Over the last year and a half, I worked on a team delivering a microservice that split off responsibility around managing email recipients and recipient lists from our monolithic application. While there were challenges during development, we were able to push through them and communicate important decisions and deadlines to the rest of the team. Largely, we were able to make our deadlines for delivering this new system.

What we didn’t plan for was how to move all of our existing customer data into it.

The two database schemas were fairly different. Instead of multiple instances of each recipient (one for each list they’re on) we now had a single record for a recipient with a new table to track where they’re used, some details about them, responses or actions they’ve taken, and other peripheral tables. We could not simply dump each old table (we were replacing about 10 tables in the old system) and write to the tables in the new one: the data had to be transformed to fit the new schema.

We had two options: 1) transform the data during a dump on the source into the expected schema of the target, or 2) use the new system’s CRUD API to create everything over HTTP. We opted for the latter, and this turned out to be a big mistake.

First, there was a lot of data. More data than we anticipated our customers would be sending, so we had network timeouts, slow queries, pegged CPU, memory issues, and I think more than once we tanked production by overloading the database.

Second, we had this (relatively insane) product constraint - we had to message customers at least 2 weeks before we switched them over to the new system. This meant that we either had to be air-tight that they would be able to “migrate”, or we had to “test run” the migration process, sift through the successes, and send out notifications to those customers.

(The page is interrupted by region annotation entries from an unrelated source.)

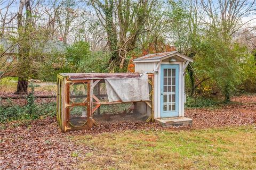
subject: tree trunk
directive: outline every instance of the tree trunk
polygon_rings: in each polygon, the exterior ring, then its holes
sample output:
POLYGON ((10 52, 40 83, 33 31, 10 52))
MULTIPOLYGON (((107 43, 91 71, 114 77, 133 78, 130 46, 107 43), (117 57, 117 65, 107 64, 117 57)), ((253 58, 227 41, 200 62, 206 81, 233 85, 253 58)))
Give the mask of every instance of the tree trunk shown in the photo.
POLYGON ((225 96, 225 100, 224 100, 224 103, 225 104, 229 104, 230 103, 230 85, 229 83, 227 83, 225 86, 225 89, 224 91, 224 95, 225 96))
POLYGON ((196 88, 195 86, 195 77, 194 76, 194 72, 192 70, 191 65, 188 65, 188 75, 189 76, 189 80, 190 80, 191 92, 190 96, 192 96, 195 94, 196 88))
POLYGON ((22 78, 19 78, 17 84, 16 95, 28 95, 28 80, 22 78))

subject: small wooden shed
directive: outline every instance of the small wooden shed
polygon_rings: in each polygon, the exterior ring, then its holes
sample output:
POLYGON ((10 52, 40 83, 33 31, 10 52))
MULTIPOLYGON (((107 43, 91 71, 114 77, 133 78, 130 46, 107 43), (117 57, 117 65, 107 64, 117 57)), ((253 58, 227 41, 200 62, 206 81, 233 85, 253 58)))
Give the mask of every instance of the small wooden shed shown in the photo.
POLYGON ((185 72, 193 61, 176 51, 148 54, 133 60, 135 72, 154 74, 154 118, 163 126, 192 123, 184 117, 185 72))

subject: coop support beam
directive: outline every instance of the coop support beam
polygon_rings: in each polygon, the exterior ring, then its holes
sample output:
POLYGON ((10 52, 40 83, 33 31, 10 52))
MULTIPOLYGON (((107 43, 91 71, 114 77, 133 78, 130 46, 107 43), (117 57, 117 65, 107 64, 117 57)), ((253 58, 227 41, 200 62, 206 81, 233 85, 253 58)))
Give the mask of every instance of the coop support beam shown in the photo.
POLYGON ((92 84, 92 88, 93 89, 96 85, 97 85, 98 83, 100 81, 100 80, 97 80, 93 83, 93 84, 92 84))
POLYGON ((89 82, 89 90, 88 91, 88 106, 87 106, 87 125, 90 128, 91 128, 93 125, 93 119, 92 119, 92 111, 93 109, 93 80, 90 80, 89 82))
POLYGON ((185 69, 186 69, 186 68, 187 68, 187 67, 188 66, 188 64, 189 64, 189 61, 187 61, 186 62, 184 66, 183 66, 183 68, 182 68, 182 73, 183 73, 183 74, 184 74, 184 73, 185 73, 185 69))

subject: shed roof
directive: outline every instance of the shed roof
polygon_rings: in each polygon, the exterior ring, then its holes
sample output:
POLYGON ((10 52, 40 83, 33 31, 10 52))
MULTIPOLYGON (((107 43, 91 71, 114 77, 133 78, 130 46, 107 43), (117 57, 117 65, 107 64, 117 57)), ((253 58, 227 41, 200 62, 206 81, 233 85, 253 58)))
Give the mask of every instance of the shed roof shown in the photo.
POLYGON ((105 79, 136 79, 142 74, 138 73, 61 73, 70 80, 91 80, 105 79))
POLYGON ((141 62, 159 62, 168 57, 178 56, 185 60, 193 62, 194 60, 178 52, 170 52, 161 53, 149 54, 133 60, 134 63, 141 62))

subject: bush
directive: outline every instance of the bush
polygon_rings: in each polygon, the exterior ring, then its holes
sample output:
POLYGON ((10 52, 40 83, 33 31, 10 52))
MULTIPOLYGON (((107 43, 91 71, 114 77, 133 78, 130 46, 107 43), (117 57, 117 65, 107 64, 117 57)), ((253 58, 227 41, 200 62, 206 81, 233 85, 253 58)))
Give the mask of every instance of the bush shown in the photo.
POLYGON ((34 112, 31 112, 30 106, 1 106, 0 122, 21 120, 35 120, 47 116, 54 116, 56 114, 56 103, 35 104, 34 112))
POLYGON ((220 105, 222 102, 218 101, 215 99, 212 98, 205 98, 202 97, 187 97, 186 107, 212 107, 220 105))

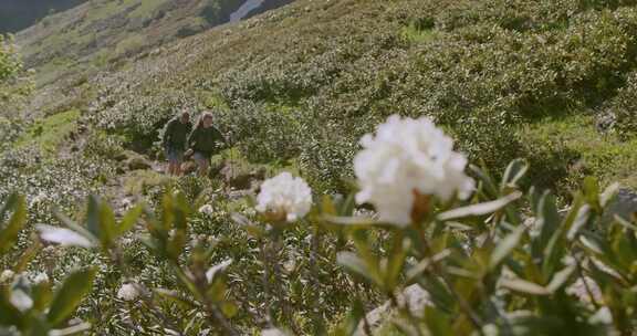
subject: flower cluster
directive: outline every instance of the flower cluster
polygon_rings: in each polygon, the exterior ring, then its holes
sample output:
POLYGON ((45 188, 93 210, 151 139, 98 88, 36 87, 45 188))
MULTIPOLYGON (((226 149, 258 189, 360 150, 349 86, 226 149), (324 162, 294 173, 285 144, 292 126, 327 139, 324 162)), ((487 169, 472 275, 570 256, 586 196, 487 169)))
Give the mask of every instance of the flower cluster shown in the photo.
POLYGON ((361 186, 356 200, 374 204, 382 221, 410 223, 419 196, 464 199, 473 190, 464 174, 467 158, 429 118, 394 115, 361 144, 364 149, 354 159, 361 186))
POLYGON ((133 302, 137 300, 138 296, 139 291, 137 291, 134 284, 124 284, 119 287, 119 291, 117 291, 117 298, 126 302, 133 302))
POLYGON ((257 201, 257 211, 293 222, 310 212, 312 189, 302 178, 282 172, 263 182, 257 201))

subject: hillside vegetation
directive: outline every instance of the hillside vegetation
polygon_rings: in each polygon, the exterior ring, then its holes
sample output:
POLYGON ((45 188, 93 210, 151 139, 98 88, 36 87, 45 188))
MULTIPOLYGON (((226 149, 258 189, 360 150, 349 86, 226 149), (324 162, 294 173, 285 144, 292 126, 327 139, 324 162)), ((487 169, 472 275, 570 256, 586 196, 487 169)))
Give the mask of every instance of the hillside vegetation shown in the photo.
POLYGON ((12 90, 35 84, 0 104, 0 200, 29 208, 0 270, 60 281, 95 266, 72 315, 95 334, 352 335, 385 300, 400 321, 389 335, 635 329, 634 224, 599 229, 612 183, 637 188, 635 1, 296 0, 218 25, 238 4, 94 0, 17 35, 33 72, 0 53, 12 90), (161 128, 184 107, 211 109, 229 139, 211 179, 158 171, 161 128), (407 227, 344 219, 369 208, 347 197, 359 140, 395 114, 449 134, 481 167, 477 191, 409 192, 425 209, 407 227), (280 170, 312 186, 303 224, 255 213, 254 186, 237 183, 280 170), (35 223, 77 231, 66 214, 92 225, 79 231, 92 251, 31 246, 35 223), (565 291, 583 274, 604 300, 565 291), (124 283, 152 291, 130 303, 124 283), (395 296, 415 283, 434 294, 422 319, 395 296))
MULTIPOLYGON (((334 188, 373 125, 429 115, 490 167, 529 157, 542 186, 572 186, 609 176, 607 155, 635 135, 635 14, 575 0, 299 3, 100 80, 91 117, 149 144, 175 106, 218 107, 249 159, 295 160, 334 188), (592 133, 609 116, 589 145, 614 149, 596 156, 535 133, 575 115, 592 133)), ((623 160, 610 175, 635 186, 635 155, 623 160)))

With each iteration, we’d have additional successes and have to create blocks of time when we’d migrate these cohorts. Since we had staggering groups pass, we had many staggering windows during which we could migrate customers. And, almost more often then not, they’d pass the test run but fail the actual migration - either the schema had changed, or we ran into network hiccups that dropped a record, or the validation plan we came up with was fragile..

We tried to get this notification requirement removed, since it meant we’d be able to quickly iterate on a company. It fails? Ok, fix it and retry. But since it was baked into the contract and we had some angry customers in the past, that idea was squashed by the CEO. This meant that each failure meant we’d have to re-notify the company and push it out another two weeks. And the CEO wanted this whole project done yesterday because the system was built and why weren’t customers all moved over to it?

There is a light at the end of the tunnel. We fixed the network issues (10 minute timeouts), we fixed the slow queries (indexes, fine-tuning the concurrency and hardware), we fixed the validation errors (guessing correctly in the source what will be valid in the target), and we’re slowly getting better success rates with each attempted block of migrations. That’s good, because there’s mounting pressure from virtually everyone in the organization to get it done. If it is done within a month from today, I’ll still consider this a herculean success.

In retrospect, we should have gotten a copy of the production database and kept iterating on that until everyone passed a “test run” using production hardware. Then we send out a notification to everyone and be sure it’ll pass. Ultimately, this came down to testing in production which we should have realized was a bad idea.

When every company is successfully migrated, we’ll delete the code I’ve worked on for the last two months and it’ll be like this never happened at all.